Николае Чаушеску: Ваша власть не является народной.

Обвинитель: А что вы знаете о нас? Где вы черпаете объективную информацию? (Голос человека за кадром: «Где?».)

Николае Чаушеску: Я не признаю вашу власть. Этого достаточно. Вы не можете менять устройство государства. Это невозможно, у вас нет на это прав. Запомните: все узурпаторы рано или поздно были строго наказаны.

Обвинитель (поворачиваясь к Елене Чаушеску): Мы требуем, чтобы и вы тоже подписали эту бумагу. Вы всегда были более благоразумны, чем ваш муж. Вы были человеком номер два в правительственном кабинете Румынии. Отвечайте! Вы знали о геноциде в Тимишоаре?

Елена Чаушеску: Какой геноцид? О чем вы? И кто вы такие? (Голос невидимого человека за кадром: «Где?».) Конечно, я не буду отвечать на ваши вопросы. И подписывать ничего не буду.

Обвинитель (с насмешкой): Ну да, конечно. Вы же не знали ни о каком геноциде. Вы всего лишь ученый, химик. Вы, конечно, имели дело не с людьми, а с полимерами. правильно вас понял? (Голос невидимого человека за кадром: «Где?».)

44

«Унде ун телефон аич?»

Оказывается, румын тоже интересовался связью.

Было темно. Совсем темно. Только бревенчатую баньку окружал круг яркого электрического света да сияла над головами бабочка Ориона. Мобильник давно сгорел в костре, звонков можно было не ждать. Мир изменился. Огромная Вселенная сжалась для меня в тесный круг, освещенный ярким электрическим фонарем. Я всей своей зябнущей шкурой чувствовал чудо ночи и одиночества. Я как бы выпал из той Вселенной, в которой существовали наука и искусства, где Инесса, радуясь, покупала кислотные гольфики, а Лина мечтала о душе в хорошей гостинице, а Бред Каллерман счастливо показывал Архиповне сумчатую Австралию. Где мир, наконец, обдувало ветерком с моря, а затопленные морем деревеньки медленно заносило илом, и шли над ними века, полные восхищения и открытий. Проблема связи с внеземным разумом. Да нет. Проблема сканирования с высоким разрешением. С некоторого момента мою новую, резко сузившуюся Вселенную определяла уже не Архиповна. Слишком она находилась далеко, чтобы оказывать хоть какое-то влияние. Мою новую Вселенную с ее черными потусторонними угольными пирамидами, с бессмысленными восторженными выкриками Рубика, с плеском невидимой воды, с Ботаником, напряженно сжимающим между коленей «барс», с сопящим Врачом, постанывающим иногда от боли в разбитой ноге, определяли Рубик, седой румын, кислый депрессивный принц, наконец, слабоумный с наскоро перевязанной рукой.

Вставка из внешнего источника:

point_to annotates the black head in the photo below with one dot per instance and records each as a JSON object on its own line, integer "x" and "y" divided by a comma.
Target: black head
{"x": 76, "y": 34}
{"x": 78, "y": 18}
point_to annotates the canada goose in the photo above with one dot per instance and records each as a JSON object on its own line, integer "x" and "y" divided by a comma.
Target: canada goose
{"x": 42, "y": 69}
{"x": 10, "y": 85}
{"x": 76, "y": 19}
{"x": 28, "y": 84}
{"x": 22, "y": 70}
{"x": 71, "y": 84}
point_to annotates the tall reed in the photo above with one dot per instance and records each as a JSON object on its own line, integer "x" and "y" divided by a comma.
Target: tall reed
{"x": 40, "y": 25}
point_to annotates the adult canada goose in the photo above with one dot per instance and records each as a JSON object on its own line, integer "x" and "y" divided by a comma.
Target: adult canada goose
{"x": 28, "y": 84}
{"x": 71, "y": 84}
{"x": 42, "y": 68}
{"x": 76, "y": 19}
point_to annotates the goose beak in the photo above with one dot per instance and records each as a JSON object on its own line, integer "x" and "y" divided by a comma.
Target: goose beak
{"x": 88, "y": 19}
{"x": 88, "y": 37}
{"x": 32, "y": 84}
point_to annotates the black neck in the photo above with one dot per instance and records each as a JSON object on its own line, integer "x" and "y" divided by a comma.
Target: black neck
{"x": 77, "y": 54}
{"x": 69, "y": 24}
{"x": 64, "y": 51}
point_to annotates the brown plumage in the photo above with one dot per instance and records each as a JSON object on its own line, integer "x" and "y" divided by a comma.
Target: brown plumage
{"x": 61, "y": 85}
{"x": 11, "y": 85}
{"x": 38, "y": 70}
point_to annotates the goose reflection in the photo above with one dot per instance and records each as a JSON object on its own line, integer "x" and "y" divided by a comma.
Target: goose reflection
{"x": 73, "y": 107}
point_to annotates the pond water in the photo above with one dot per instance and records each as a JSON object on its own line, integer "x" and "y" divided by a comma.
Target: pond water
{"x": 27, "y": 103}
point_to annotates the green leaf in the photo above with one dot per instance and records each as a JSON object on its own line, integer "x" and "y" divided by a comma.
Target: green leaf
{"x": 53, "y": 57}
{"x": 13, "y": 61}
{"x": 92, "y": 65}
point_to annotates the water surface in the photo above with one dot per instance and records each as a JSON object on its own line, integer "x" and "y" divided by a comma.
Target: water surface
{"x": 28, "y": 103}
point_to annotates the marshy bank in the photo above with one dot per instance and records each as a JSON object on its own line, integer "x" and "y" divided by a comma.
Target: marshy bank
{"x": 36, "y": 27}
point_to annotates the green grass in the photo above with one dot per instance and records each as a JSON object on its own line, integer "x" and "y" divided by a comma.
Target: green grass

Один только бритый наголо татарин, запертый в темном погребе, никак ее уже не определял, но и его существование каким-то образом сужало мою Вселенную.

Все чудеса происходят в Австралии.

В бывшем Доме колхозника крупные ученые не собираются.

У меня голова шла кругом от невозможности вернуть обратно привычный мир.

«Пожалуй, рано бежать на соседнюю базу, – шепнул мне Врач. – Надо еще тут попробовать…» Он кивнул в сторону бани. «А Ботаник? Не боишься?» – «Боюсь. Но не будет же он так сидеть всю ночь. Задремлет». – «Но и они не всю ночь будут париться». «Хочешь поговорить об этом?» – «К черту! Я пошел». – «Куда?» – «На ту сторону речки». – «Зачем?» – «Ты же видишь, румын все время плавает на ту сторону. Может, я сумею…» – «Что сумеешь?» – «Ну, не знаю… Ну, встретить его… Ну, поговорить…» – «О чем?» – «Там увидим».

45

На темном причале я бесшумно отвязал лодку.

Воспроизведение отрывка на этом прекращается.